~bzr-pqm/bzr/bzr.dev : contents of doc/developers/fetch.txt at revision 6063

~bzr-pqm/bzr/bzr.dev : (revision 6063)

=============
Fetching data
=============

Overview of a fetch
===================

Inside bzr, a typical fetch happens like this:

* a user runs a command like ``bzr branch`` or ``bzr pull``

* ``Repository.fetch`` is called (by a higher-level method such as
  ``ControlDir.sprout``, ``Branch.fetch``, etc).

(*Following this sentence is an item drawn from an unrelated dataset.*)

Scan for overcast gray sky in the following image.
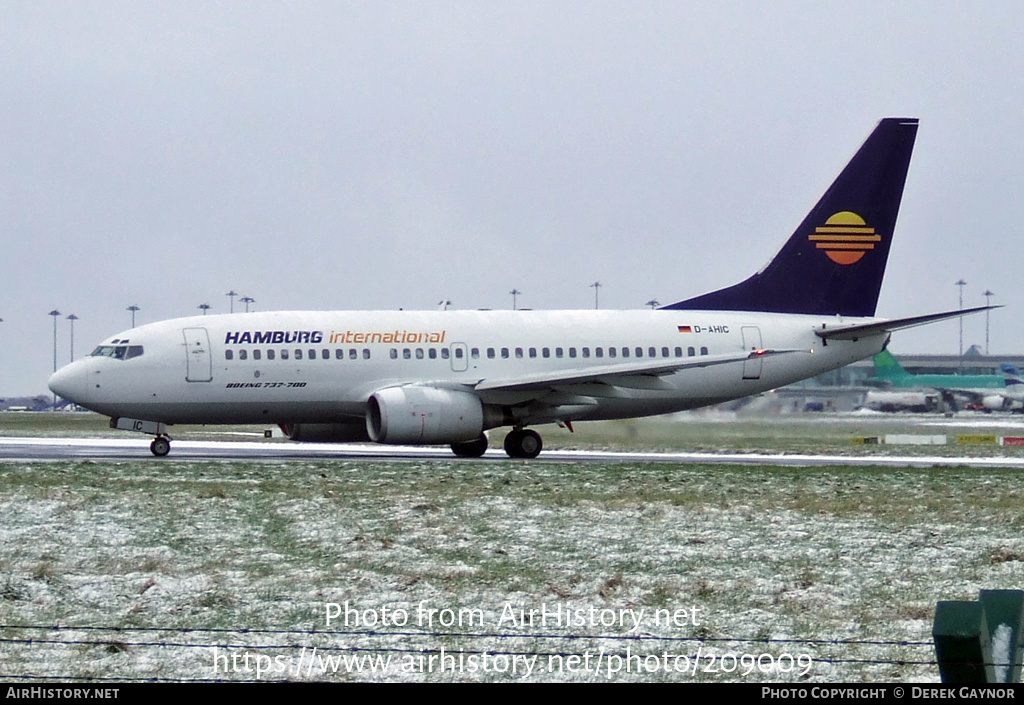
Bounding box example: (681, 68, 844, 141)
(2, 1, 1021, 396)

* An ``InterRepository`` object is created.  The exact implementation of
  ``InterRepository`` chosen depends on the format/capabilities of the
  source and target repos.

* The source and target repositories are compared to determine which data
  needs to be transferred.

* The repository data is copied.  Often this is done by creating a
  ``StreamSource`` and ``StreamSink`` from the source and target
  repositories and feeding the stream from the source into the sink, but
  some ``InterRepository`` implementations do differently.

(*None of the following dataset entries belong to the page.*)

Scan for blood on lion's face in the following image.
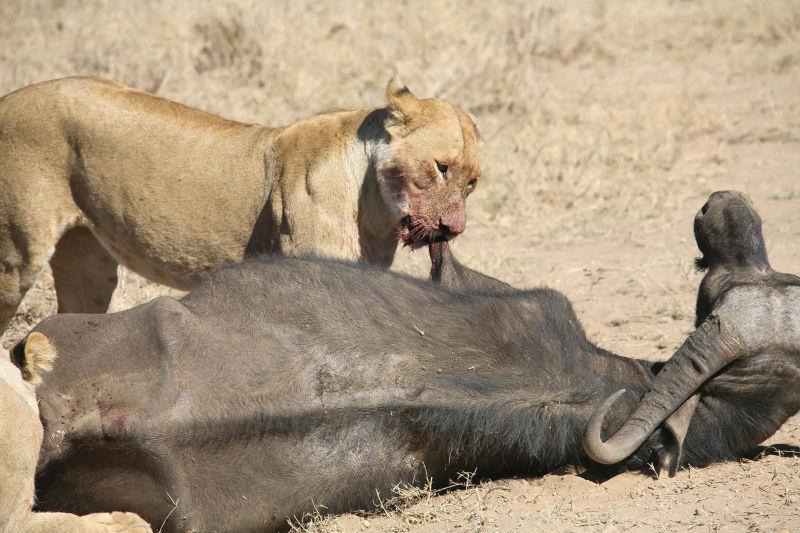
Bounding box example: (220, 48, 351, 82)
(375, 79, 481, 249)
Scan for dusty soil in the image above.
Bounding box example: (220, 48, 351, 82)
(1, 1, 798, 531)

How objects to be transferred are determined
============================================

See ``InterRepository._walk_to_common_revisions``.  The basic idea is to
do a breadth-first search in the source repository's revision graph
(starting from the head or heads the caller asked for), and look in the
target repository to see if those revisions are already present.
Eventually this will find the common ancestors in both graphs, and thus
the set of revisions to be copied has been identified.

All inventories for the copied revisions need to be present (and all
parent inventories at the stacking boundary too, to support stacking).

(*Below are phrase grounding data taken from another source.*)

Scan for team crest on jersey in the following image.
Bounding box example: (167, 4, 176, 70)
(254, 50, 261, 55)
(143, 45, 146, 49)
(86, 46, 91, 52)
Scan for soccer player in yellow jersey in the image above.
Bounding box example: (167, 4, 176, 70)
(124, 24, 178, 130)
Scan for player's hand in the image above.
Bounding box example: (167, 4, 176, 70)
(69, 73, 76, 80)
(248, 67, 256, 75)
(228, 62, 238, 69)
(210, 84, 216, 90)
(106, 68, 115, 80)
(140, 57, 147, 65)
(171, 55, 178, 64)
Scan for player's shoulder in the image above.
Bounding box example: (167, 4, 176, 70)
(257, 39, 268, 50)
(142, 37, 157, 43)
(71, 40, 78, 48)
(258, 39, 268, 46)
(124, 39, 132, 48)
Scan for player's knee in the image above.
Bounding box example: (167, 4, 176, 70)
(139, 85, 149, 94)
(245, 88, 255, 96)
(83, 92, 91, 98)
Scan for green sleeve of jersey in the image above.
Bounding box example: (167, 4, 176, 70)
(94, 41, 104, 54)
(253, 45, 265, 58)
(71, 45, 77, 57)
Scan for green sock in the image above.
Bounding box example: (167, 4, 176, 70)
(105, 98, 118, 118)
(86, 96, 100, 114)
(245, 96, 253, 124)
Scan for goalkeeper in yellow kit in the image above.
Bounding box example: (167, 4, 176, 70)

All texts versions introduced by those inventories need to be transferred
(but see also stacking constraints).

Fetch specs
===========

The most ``fetch`` methods accept a ``fetch_spec`` parameter.  This is how
the caller controls what is fetched: e.g. all revisions for a given head
(that aren't already present in the target), the full ancestry for one or
more heads, or even the full contents of the source repository.

The ``fetch_spec`` parameter is an object that implements the interface
defined by ``AbstractSearchResult`` in ``bzrlib.graph``.  It describes
which keys should be fetched.  Current implementations are
``SearchResult``, ``PendingAncestryResult``, ``EmptySearchResult``, and
``EverythingResult``.  Some have options controlling if missing revisions
cause errors or not, etc.

There are also some “search” objects, which can be used to conveniently
construct a search result for common cases: ``EverythingNotInOther`` and
``NotInOtherForRevs``.  They provide an ``execute`` method that performs
the search and returns a search result.

Also, ``Graph._make_breadth_first_searcher`` returns an object with a
``get_result`` method that returns a search result.


Streams
=======

A **stream** is an iterable of (substream type, substream) pairs.
The **substream type** is a ``str`` that will be one of ``texts``,
``inventories``, ``inventory-deltas``, ``chk_bytes``, ``revisions`` or
``signatures``.  A **substream** is a record stream.  The format of those
records depends on the repository format being streamed, except for
``inventory-deltas`` records which are format-independent.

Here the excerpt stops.